Joseph Stiglitz: Well, let me first try to describe why I feel so strongly. As an example is what happened in Indonesia. In Indonesia, there were billions of dollars to bail out the foreign banks, to strengthen the currency that would allow Western bankers to get repaid at favorable terms. But when it came to few millions, for maintaining subsidies for food and fuel, for the very poorest in the country, the IMF said there's no money. And their policies led to an economic downturn, that converted the downturn into recession and to a depression, at the end. Magnitude.

Jamie Rubin: So they cared about the bankers rather than the people of these countries. Now obviously an IMF official doesn't think that's what they did. What is your best case, for how they go to sleep at night, after having made these decisions?

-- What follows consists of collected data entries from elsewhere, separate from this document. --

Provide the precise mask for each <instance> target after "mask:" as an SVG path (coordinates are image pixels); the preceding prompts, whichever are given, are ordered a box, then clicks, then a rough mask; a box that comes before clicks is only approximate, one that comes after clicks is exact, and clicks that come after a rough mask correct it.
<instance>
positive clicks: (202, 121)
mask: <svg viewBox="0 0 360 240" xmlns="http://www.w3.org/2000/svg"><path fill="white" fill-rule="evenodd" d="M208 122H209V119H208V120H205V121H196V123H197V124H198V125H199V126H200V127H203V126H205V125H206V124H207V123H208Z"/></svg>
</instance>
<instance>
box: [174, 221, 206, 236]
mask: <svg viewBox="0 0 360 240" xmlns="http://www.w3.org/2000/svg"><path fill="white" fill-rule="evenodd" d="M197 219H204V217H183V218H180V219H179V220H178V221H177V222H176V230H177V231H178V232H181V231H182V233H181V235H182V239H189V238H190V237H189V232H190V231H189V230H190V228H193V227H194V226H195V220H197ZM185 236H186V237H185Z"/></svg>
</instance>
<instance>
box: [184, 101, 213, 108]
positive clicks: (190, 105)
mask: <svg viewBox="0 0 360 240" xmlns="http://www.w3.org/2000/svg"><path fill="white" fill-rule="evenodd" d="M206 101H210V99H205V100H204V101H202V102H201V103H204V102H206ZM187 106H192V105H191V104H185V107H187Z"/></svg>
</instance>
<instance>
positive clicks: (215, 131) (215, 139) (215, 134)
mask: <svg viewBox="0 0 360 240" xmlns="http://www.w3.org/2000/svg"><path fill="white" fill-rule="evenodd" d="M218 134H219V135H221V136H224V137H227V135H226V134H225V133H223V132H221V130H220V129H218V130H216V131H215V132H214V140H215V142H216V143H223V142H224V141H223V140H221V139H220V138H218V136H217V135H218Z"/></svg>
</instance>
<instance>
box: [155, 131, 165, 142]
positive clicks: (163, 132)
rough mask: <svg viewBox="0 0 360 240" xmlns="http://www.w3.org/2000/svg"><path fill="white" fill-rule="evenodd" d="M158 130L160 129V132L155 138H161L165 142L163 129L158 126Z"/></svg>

Joseph Stiglitz: Well, they view it as absolutely necessary to restore confidence. That's the word they use all the time. Confidence in the country. If you get confidence in the country, then everything else follows. So, if you got confidence, then, an exchange rate stabilized, then people wouldn't pull their money out of the banks, and that would allow the economy to get restarted. What that misses, for instance, is the fact that the fundamental problem, in Argentina, for instance, was this over-valued exchange rate, mismanagement of privatization. Confidence is not going to start selling goods for them with their over-valued exchange rate.

Jamie Rubin: But investment might help them to produce the goods that they can sell. And the IMF economists would say that they're trying to create a climate in which businesses from abroad will invest in Argentina, help them to rebuild their plants, and sell goods that can be sold on the open market, and without that climate, foreign investment will not come into Argentina. And that is important. Do you agree with that?

Joseph Stiglitz: I agree. They make one simple mistake. An economy, in which you have 15,-20 percent unemployment. When national income is falling, incomes are falling. Poverty is increasing. It is not going to be an environment in which businesses are going to want to invest. No matter how stable the exchange rate. Anybody looking at what is going on, is going to say this is a situation which is ripe for social and political turmoil.

Jamie Rubin: So that's more of a long term goal, rather than a short-term goal, in this crisis. Is that your view?

Joseph Stiglitz: My view is that it is absolutely important to create a good business climate.

Jamie Rubin: Over the long term.

Joseph Stiglitz: Over the long term. And to do what you can in the short term. But pushing an economy into a recession or depression is creating a bad business climate. So my view is that they actually are going counter to what they are saying that they want to do. I think that if you restore an economy's strength very quickly, which is what Malaysia did, and East Asia, or what Korea did . . . Once you start restoring an economy to a level of prosperity, then investors say, "Well, this is a place I want to invest."

Jamie Rubin: But Korea followed the IMF prescription.

Joseph Stiglitz: No, it didn't.

Jamie Rubin: Kim Dai Jung said that he wanted to put on these, austerity measures to respond to the IMF's requests.

Joseph Stiglitz: Very quickly they did two things. One, they had a rollover, a forced rollover of loans. Which was like a bankruptcy, a stand-still provision, which is the kind of thing the IMF had resisted everywhere else. Secondly, rather than shutting down the banks, as the IMF had insisted in Indonesia and Thailand, what they did is they recapitalized the banks. The government recapitalizing said, "OK, we're nationalizing the banks. That's what we need to do now. And, in two, three, four years, we'll reprivatize them." And now Korea is in the process of reprivatizing them. So it really went very much against the IMF philosophy. A third example is the IMF said the government should take a hands-off policy on restructuring. Which is what it said in, say, Thailand. Basically nothing happened. In Korea and in Malaysia, they took a very strong view and said, "We have some problems here. We're going to need restructuring. If we don't do it quickly, the economy's going to suffer."